Libyan authorities continued to unlawfully detain refugees, asylumseekers and migrants, mainly those intercepted at sea, in centres recognized by the authorities, formally operated under the Ministry of Interior and run by the Department for Combatting Illegal Migration (DCIM). These centres were, however, largely controlled by militias who did not necessarily adhere to the central authorities’ chain of command. Refugees, asylum-seekers and migrants were kept in appalling conditions. They were also subjected to forced labour, torture and other ill-treatment, and verbal abuse by guards, often to extract money from their families in exchange for their release. Women in particular were subjected to rape in official centres and while being held by armed groups, often resulting in unwanted pregnancies.
There was no judicial oversight over these detention centres. Refugees, asylumseekers and migrants were held without any judicial process. They could not challenge their detention and were not offered legal counsel. The DCIM often held women, men and children together, breaching international standards on detention.
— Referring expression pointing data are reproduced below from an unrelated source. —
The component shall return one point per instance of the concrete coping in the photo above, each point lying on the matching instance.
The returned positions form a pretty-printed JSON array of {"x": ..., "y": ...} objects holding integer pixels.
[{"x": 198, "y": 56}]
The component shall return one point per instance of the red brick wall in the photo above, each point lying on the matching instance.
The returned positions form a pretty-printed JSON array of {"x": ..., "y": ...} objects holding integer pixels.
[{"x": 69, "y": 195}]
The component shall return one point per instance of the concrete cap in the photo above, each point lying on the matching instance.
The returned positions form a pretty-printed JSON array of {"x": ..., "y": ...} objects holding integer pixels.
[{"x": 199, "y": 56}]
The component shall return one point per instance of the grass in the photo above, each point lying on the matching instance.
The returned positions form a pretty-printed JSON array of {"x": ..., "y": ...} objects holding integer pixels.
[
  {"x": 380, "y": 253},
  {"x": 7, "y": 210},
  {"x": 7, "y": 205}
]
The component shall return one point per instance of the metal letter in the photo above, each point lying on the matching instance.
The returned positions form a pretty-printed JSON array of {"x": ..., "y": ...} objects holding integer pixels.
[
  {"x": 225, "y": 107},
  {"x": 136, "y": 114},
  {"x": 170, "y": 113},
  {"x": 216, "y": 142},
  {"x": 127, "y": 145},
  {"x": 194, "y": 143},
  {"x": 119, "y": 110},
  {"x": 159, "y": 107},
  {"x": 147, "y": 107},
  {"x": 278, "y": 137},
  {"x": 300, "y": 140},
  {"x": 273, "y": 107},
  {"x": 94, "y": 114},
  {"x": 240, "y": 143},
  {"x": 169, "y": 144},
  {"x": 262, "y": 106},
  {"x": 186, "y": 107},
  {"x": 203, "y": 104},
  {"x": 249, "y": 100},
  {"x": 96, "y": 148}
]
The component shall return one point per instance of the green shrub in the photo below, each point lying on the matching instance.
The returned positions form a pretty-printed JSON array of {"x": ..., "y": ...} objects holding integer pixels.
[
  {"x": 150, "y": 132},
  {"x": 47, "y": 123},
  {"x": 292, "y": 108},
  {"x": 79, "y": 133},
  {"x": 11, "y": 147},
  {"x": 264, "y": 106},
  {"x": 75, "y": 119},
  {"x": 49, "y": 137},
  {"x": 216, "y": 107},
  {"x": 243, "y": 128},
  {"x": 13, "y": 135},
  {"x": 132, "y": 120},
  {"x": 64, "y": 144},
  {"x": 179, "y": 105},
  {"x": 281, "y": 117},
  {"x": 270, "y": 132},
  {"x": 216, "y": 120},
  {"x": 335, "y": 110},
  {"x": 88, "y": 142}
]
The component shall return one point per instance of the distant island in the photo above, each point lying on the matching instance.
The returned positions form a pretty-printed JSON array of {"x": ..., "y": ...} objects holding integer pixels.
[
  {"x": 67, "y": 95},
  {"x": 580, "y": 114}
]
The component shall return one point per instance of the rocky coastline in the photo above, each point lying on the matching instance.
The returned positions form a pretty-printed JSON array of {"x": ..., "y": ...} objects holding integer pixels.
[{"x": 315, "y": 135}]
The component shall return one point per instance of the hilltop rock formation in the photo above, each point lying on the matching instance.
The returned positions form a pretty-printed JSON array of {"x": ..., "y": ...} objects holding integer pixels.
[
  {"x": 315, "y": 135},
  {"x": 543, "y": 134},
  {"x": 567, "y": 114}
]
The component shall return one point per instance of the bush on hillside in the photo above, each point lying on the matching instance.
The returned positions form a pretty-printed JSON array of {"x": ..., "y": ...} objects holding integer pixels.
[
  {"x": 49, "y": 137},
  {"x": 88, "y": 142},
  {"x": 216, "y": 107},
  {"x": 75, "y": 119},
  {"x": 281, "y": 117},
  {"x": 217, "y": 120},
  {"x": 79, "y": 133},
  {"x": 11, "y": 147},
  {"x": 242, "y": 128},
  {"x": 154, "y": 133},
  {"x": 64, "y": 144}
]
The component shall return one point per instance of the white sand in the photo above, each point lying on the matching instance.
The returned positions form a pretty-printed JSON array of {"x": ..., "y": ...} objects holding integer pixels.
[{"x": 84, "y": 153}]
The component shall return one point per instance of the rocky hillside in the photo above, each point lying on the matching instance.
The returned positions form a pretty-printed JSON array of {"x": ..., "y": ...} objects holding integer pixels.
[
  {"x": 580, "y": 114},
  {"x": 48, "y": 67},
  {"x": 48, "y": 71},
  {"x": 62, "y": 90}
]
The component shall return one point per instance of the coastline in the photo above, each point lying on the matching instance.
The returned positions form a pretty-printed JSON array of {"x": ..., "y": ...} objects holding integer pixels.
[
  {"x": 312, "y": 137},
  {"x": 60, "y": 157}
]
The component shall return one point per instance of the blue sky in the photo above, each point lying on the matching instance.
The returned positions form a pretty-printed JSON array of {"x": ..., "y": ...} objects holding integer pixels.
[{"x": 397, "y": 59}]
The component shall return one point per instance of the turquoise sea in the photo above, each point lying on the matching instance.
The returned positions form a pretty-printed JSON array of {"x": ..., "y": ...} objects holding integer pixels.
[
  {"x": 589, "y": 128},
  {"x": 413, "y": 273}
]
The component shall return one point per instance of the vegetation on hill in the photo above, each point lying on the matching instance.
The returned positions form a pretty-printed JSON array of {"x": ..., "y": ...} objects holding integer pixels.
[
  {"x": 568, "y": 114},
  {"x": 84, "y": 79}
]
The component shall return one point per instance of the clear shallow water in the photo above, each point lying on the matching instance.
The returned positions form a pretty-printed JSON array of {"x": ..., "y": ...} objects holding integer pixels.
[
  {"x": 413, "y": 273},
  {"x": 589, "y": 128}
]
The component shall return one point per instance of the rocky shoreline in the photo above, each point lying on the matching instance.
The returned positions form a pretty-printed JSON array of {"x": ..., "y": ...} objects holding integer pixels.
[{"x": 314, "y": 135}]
Libya, which is not a party to the 1951 UN Refugee Convention, continued to refuse to recognize UNHCR, the UN refugee agency. In the absence of a national asylum framework, the authorities did not recognize the status of refugees. Previously, they had recognized people from certain countries as in need of international protection and released them from detention to UNHCR. In 2018 this practice was halted and the authorities refused to release anyone from detention except those being evacuated by international organizations to third countries or those who paid a bribe.

Libyan authorities failed to protect women, including journalists, bloggers, human rights defenders and other activists, from gender-based violence at the hands of militias and armed groups or ensure that they were able to express themselves freely.
Women who spoke out against corruption or the violent actions of militias or the LNA were subjected to threats, abduction and gender-based violence by them. Such women were also subjected to genderrelated slurs by militias and smear campaigns on social media, including allegations of adultery and engaging in sex work. Harmful gender stereotypes and social stigma attached to women’s activism normalized these forms of abuse and forced many women to withdraw from the public space altogether.
On 27 December, police forces affiliated to the Ministry of Interior in Benghazi raided a café in the city where a group of nearly 20 young girls, most with their mothers, were attending a gathering they had organized on Twitter. The police arrested the manager and staff on grounds of “immoral behaviour”.

Courts imposed dozens of death sentences. In January, a military court in Misrata sentenced Salah Gadhafi to death by firing squad for his involvement in violence in the 2011 uprising in Libya. No executions were reported.